A-3464-09T4 (N.J. Super. App. Div. 2011) (Unpublished)

LOANS; GUARANTIES; CROSS-COLLATERALIZATION — Cross-collateralization clauses will be enforced, but if a subsequent loan does not reference the earlier document cross-collateralization clause and includes an integration clause barring reference to prior agreements, the later loan will not be considered to be cross-collateralized with the earlier loan.

Three shareholders borrowed funds from a bank to fund their business. They took out two business loans and executed personal guarantees. One of the shareholders also granted a second mortgage on its home. The mortgage included a cross-collateralization clause. The management company, whose members included the shareholders, also took out a loan. When the business failed, each filed for bankruptcy.

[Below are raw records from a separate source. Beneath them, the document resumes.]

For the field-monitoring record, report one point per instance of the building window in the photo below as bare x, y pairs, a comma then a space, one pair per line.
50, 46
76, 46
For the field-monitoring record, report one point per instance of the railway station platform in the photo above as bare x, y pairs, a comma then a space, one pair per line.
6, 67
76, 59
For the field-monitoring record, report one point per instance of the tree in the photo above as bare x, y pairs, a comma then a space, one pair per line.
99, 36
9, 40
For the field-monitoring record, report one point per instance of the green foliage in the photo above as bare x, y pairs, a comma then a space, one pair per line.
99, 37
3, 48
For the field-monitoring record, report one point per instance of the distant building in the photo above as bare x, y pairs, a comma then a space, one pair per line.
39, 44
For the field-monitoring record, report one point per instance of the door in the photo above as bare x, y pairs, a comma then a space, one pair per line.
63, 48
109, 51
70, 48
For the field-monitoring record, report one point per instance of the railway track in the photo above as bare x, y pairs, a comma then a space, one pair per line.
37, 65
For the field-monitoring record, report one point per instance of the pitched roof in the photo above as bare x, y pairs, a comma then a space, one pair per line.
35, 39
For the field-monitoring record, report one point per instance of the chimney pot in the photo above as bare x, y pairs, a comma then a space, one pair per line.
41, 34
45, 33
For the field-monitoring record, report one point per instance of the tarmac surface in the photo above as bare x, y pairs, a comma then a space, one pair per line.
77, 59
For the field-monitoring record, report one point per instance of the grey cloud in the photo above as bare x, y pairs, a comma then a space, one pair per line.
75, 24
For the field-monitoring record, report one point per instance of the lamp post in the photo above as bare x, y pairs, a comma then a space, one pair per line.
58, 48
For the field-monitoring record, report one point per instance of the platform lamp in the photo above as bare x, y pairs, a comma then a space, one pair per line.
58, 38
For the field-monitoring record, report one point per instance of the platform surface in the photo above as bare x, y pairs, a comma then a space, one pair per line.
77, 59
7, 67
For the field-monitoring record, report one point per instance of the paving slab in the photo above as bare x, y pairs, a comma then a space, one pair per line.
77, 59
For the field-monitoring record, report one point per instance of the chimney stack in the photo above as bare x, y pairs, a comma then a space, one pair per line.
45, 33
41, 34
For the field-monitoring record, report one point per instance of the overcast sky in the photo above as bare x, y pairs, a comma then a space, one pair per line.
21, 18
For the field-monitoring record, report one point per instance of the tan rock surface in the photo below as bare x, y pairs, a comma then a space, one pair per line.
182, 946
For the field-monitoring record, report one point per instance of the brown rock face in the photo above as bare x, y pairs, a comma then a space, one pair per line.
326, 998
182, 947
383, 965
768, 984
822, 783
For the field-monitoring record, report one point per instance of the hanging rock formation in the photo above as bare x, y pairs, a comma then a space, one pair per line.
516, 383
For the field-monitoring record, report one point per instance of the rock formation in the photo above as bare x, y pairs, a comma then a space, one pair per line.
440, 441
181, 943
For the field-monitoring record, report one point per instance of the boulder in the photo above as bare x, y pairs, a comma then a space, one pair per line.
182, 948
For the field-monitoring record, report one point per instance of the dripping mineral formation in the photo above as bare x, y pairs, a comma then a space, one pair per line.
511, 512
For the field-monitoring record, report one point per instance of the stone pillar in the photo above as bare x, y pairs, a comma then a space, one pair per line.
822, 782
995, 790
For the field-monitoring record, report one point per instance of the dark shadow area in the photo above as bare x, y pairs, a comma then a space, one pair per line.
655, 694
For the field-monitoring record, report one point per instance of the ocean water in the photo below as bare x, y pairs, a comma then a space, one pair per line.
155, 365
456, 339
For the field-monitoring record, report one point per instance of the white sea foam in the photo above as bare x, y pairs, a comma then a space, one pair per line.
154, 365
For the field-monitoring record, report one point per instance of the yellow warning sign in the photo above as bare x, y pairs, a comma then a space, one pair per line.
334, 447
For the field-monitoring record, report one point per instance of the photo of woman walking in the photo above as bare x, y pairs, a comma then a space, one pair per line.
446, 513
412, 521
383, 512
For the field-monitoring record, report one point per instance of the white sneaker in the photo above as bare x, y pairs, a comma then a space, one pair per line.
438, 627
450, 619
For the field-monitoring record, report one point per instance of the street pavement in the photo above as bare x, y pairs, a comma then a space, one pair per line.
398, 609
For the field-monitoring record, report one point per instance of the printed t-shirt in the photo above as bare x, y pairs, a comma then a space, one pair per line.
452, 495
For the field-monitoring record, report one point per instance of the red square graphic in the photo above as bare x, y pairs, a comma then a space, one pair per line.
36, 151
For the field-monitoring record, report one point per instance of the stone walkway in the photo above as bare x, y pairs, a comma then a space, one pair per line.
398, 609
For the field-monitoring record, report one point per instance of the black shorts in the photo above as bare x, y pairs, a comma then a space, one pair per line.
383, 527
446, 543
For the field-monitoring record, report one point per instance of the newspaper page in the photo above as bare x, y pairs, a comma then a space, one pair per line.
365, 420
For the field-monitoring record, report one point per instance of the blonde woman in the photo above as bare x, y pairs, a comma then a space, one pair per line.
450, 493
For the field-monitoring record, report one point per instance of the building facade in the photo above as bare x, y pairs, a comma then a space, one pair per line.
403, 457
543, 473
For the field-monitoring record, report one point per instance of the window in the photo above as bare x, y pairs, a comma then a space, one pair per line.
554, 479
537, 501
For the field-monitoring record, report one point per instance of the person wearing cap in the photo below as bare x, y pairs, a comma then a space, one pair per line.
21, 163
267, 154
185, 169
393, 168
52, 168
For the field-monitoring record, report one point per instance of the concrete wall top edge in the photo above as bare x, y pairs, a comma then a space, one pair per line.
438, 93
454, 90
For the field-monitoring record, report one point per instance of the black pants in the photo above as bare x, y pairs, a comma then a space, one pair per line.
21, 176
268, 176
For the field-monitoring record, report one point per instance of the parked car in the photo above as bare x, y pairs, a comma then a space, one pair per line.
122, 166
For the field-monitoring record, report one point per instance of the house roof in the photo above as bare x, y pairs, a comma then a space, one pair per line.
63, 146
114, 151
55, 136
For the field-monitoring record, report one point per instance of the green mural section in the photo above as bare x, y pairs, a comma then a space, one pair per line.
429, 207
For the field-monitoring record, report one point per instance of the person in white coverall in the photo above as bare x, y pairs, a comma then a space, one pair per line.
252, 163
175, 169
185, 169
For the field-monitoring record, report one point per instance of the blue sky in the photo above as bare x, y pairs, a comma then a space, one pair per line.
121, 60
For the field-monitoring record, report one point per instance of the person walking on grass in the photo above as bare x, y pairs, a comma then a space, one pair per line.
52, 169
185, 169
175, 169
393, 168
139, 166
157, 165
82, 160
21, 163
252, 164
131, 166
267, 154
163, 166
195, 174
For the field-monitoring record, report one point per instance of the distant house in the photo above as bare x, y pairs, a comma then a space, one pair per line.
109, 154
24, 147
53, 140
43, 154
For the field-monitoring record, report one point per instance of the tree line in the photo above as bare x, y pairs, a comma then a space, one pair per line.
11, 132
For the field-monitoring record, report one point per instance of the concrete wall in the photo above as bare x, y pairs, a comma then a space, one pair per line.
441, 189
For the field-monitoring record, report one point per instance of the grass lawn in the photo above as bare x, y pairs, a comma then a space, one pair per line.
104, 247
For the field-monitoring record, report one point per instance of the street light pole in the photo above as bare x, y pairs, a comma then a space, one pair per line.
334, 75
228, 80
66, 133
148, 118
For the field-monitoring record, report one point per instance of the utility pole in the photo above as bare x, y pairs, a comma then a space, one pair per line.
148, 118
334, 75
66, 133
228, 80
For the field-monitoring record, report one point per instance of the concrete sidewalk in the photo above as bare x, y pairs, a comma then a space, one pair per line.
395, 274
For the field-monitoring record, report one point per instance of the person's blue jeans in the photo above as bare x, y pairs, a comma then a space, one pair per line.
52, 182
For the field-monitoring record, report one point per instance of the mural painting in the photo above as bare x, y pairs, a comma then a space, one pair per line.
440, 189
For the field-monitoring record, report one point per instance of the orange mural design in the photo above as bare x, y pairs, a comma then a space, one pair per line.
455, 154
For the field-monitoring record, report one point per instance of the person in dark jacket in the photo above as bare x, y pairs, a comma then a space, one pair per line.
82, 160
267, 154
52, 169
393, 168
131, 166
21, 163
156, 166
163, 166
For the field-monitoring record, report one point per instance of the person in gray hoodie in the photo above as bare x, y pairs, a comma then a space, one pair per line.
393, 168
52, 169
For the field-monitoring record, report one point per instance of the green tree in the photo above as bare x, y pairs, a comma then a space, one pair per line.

The parents of one of the shareholders purchased the secured debt from the bank and sought to recover it. They recovered some of the obligations in the bankruptcy proceedings of two of the shareholder’s residences. The parents then sued to foreclose the mortgage on the third shareholder’s house. That shareholder admitted that he executed a guaranty and mortgage, but argued that the cross-collateralization clause did not extend to subsequent loans. The shareholder also argued that the parents were misapplying the funds they received from the liquidation of collateral of the business partners and co-debtors. Both parties filed motions for summary judgment. The lower court granted the shareholder’s motion, finding that recovery in the co-debtor’s bankruptcy proceeding was sufficient to satisfy the remaining loan balances. The management loan was secured only by commercial properly. Lastly, the integration clause in the management loan showed that the parties intended the loan to be self-contained. The language of that loan took precedence over the general language in the cross-collateralization clause.

The parents appealed from the order that directed discharge of a mortgage given by the shareholder. The parents also appealed from an order that ruled that a payment received by the parents in a related bankruptcy proceeding extinguished certain debts. They argued that the cross-collateralization clause in the mortgage (that had been executed together with the first loan) secured the shareholder’s performance under the guaranty that had been executed with the management loan. Therefore, all the debts would be secured by the second mortgage on the shareholder’s house. They also argued that they could apply the proceeds anyway they sought fit. The shareholder argued that the general cross-collateralization clause in the second mortgage was superseded by the specific integration clauses found in the management loan. Therefore it could not be secured by the mortgage.

At issue was the enforceability of the cross-collateralization clause in the mortgage and whether it extended to the guaranty given by the shareholder on the two subsequent loans. The Appellate Division held that cross-collateralization clauses are generally enforceable. Where, however, a later commercial transaction is designed to be separate from, and independent of, the agreement containing a cross-collateralization agreement, the earlier agreement will not be construed to extend to the subsequent debt. The express language of all the agreements showed the intention of the shareholders to be bound by the security they provided. But the express terms on the later agreements did not mention the pre-existing debt and the integration provision in it barred incorporation of terms in other previously executed agreements. The Court therefore affirmed the order discharging the mortgage given by the shareholder. In addition, the Court affirmed the order holding that the remainder of the debt owed by the shareholders to the parents had been extinguished.